The first song from that cycle, “Whiteworld,” appears on the new
recording and, along with others, has been part of recent live
performances around the world. I first heard this one when Barber
returned to Iowa City for the 2004 IC Jazz Festival. Outdoors
festivals are never the best context for serious listening but Barber
nevertheless captivated a crowd of several thousand spread across the
campus green—the attention inside some of our jazz clubs should be
so rapt.
Patricia
Barber’s last release, Live: A Fortnight in
France, was recorded
over performances in three cities (La Rochelle, Metz, and Paris) and
features her current working quartet of Michael Arnopol on bass, Eric
Montzka on drums, and Neil Alger on guitar.
“This recording is a concert,” says Barber. “What you hear is
what we play at the Green Mill on any
given night. Regarding her quartet, she said. "We
trust each other so much that the improvisation has become quite
adventurous. It's so valuable keeping a band intact, like Keith
Jarrett, Brad Mehldau, and Pat Metheny
do."
Live has received high praise
for Barber’s presentation of five originals and five covers.
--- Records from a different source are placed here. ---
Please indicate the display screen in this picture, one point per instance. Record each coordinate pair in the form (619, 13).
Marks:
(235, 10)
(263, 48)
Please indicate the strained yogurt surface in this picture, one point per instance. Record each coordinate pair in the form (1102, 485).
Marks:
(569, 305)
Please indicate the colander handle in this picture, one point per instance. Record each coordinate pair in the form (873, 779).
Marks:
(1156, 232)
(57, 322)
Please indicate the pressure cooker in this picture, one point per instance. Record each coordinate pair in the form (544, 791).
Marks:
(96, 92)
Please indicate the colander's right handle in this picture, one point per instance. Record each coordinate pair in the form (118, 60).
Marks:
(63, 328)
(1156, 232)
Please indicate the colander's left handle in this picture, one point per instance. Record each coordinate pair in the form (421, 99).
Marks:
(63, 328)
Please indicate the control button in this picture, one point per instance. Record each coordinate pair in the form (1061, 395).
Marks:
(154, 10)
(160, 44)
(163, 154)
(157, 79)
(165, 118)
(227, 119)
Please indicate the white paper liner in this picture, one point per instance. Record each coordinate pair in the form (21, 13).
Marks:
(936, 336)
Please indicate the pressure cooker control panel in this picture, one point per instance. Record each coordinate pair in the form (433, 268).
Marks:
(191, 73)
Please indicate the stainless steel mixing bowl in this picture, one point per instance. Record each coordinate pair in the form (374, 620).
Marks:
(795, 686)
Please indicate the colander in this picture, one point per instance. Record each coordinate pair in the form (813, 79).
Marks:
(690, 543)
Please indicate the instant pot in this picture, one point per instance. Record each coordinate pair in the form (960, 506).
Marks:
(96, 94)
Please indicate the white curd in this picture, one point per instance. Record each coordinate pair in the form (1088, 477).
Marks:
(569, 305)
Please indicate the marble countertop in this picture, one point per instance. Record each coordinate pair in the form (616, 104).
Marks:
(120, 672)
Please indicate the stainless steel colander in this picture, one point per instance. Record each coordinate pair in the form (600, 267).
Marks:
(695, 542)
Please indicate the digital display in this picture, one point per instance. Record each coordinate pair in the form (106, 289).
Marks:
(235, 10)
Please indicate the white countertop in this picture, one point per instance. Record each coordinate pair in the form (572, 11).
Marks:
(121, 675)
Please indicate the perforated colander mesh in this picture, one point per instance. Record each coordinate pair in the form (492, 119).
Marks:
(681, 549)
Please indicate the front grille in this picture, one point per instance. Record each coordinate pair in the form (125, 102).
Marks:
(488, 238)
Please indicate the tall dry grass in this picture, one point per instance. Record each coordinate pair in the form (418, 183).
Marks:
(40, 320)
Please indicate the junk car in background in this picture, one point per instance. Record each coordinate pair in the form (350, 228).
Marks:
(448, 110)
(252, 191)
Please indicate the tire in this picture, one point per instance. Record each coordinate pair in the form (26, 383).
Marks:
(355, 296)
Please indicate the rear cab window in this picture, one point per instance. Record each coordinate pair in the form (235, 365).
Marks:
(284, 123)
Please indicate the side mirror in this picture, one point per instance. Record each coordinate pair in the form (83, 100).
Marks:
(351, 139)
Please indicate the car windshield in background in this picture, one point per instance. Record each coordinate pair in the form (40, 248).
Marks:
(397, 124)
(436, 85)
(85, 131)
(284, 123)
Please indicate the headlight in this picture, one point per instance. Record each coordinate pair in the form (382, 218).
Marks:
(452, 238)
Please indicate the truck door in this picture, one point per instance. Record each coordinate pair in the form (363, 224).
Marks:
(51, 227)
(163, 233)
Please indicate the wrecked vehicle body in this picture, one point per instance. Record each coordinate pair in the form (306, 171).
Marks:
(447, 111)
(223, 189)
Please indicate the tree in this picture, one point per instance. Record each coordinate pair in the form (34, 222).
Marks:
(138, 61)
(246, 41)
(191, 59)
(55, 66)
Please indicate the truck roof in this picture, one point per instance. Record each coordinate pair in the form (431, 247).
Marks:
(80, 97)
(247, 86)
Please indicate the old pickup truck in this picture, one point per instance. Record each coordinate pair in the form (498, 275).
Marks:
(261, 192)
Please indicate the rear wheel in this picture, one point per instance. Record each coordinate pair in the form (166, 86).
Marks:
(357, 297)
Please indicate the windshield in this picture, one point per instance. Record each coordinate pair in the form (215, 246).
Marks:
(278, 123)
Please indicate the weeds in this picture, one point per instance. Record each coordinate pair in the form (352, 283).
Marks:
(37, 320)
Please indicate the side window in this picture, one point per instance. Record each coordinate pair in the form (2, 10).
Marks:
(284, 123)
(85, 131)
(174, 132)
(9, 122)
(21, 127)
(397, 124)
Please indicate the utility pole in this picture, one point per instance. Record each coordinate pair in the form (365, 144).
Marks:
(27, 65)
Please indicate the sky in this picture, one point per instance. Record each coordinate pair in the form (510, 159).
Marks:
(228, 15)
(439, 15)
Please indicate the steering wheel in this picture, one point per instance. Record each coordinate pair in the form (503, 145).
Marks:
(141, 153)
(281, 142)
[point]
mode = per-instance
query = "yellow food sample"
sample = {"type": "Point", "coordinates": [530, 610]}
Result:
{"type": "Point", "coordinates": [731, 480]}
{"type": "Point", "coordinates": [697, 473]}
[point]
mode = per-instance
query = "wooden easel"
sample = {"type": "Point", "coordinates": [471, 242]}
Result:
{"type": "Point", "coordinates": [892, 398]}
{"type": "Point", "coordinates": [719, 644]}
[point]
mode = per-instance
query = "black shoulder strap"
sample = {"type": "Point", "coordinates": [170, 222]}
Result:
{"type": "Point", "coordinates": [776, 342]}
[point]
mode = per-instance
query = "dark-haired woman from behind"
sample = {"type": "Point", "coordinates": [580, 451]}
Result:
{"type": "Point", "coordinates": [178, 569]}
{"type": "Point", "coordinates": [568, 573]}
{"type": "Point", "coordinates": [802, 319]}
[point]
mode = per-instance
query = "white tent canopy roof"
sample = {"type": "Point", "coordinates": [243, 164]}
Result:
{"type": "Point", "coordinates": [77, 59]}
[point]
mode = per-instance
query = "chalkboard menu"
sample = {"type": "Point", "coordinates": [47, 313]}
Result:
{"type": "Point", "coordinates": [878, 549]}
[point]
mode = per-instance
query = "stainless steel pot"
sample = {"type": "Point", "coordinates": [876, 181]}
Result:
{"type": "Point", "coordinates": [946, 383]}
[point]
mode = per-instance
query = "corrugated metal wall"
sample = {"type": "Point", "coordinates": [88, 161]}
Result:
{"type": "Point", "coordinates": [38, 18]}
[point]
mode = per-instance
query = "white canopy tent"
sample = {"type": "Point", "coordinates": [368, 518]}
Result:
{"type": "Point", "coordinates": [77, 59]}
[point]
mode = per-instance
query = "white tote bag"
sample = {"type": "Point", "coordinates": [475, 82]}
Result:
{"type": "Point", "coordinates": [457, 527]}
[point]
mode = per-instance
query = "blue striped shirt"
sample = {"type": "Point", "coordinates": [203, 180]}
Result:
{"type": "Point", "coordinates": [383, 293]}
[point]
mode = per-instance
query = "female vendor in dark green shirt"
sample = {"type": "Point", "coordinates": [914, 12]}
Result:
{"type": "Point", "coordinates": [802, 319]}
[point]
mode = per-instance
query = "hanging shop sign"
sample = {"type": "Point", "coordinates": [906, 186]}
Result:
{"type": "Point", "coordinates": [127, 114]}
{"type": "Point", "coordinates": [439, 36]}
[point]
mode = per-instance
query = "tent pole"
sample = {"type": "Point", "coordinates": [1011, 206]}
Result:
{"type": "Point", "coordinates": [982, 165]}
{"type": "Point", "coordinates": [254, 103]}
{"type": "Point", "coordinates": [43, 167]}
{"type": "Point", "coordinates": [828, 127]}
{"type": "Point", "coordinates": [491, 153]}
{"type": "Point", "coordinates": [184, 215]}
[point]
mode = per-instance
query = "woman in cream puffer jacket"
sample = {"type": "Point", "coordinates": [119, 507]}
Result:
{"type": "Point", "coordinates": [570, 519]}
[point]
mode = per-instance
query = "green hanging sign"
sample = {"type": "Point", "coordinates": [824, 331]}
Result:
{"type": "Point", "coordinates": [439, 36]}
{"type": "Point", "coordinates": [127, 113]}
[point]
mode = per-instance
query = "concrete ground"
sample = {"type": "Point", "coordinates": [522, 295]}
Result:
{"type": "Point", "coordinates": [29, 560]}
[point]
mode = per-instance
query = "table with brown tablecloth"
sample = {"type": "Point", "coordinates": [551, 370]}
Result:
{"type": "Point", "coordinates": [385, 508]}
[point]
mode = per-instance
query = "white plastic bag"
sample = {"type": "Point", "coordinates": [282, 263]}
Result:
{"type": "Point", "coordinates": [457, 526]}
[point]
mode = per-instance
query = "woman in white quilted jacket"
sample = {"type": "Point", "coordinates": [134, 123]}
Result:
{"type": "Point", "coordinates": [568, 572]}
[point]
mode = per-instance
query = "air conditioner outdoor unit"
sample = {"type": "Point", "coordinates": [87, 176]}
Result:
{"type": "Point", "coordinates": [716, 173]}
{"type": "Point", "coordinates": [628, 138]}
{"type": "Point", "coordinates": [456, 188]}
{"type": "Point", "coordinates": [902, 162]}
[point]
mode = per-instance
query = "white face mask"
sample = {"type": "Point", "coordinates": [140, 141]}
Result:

“Gotcha” is both a witty and devastating poke at personal angst,
featuring Barber’s ethereal piano and almost ghostly vocals, as
well as a marvelous bubbling bass from Arnopol. The instrumental
“Crash” is a careening train of piano trio interplay, marked by
Barber’s dynamic single line with a whiff of futuristic boogie
woogie. On this track some of her final phrases remind me of Craig
Taborn, and that is a high compliment. “Pieces” (first recorded
on Verse) is a clever, impassioned lament of lost love, while
“White World” –to be included in the Ovid cycle—is a tour de
force for guitarist Neil Alger while displaying Barber’s crafty,
even harrowingly political lyrics. The standards get anything but
standard treatment, from Barber’s haunting vocals and Alger’s
softly Brazilian overtones on “Laura” to a dark, sultry take on
Lennon-McCartney’s “Norwegian Wood” that is enhanced by a
fleet-fingered swirling piano improvisation that is well matched by
bass, guitar, and Montzka’s tingling cymbal work. Noted the New
York Times, "This is what Patricia Barber has: adventurous
piano playing, a low-vibrato alto on perpetual rhythm and timbre
alert and smart songs about the way we think and live, not just the
way we love…”
Later this year, Barber will release the
recorded result of her Guggenheim exploration of Ovid. In the
meantime, nothing beats a live performance. Every time she takes the
stage, Barber demonstrates her chops as a unique interpreter of songs
as well as gifted composer, one who defies classification beyond the
generic branding of “jazz musician.” And
while it’s easy to define her as a vocalist, don’t be surprised
if you find Patricia Barber to be one of the most innovative pianists
you’ve heard in years.
“Indeed, in an age when pipsqueak voices and easy-listening
sensibilities routinely draw critical praise and commercial success,
Barber has emerged as the anti-diva: a singer uninterested in
assuming the usual romantic poses, a songwriter unwilling to pen
cloyingly sweet love songs, a pianist who actually has something
distinctive to say at the keyboard.” –Howard Reich, Chicago
Tribune
Patricia Barber and her Quartet perform Mondays in May—May 15,
22, and 29--at the Green Mill in Chicago (4802 N. Broadway Ave;
773-878-5552; www.greenmilljazz.com).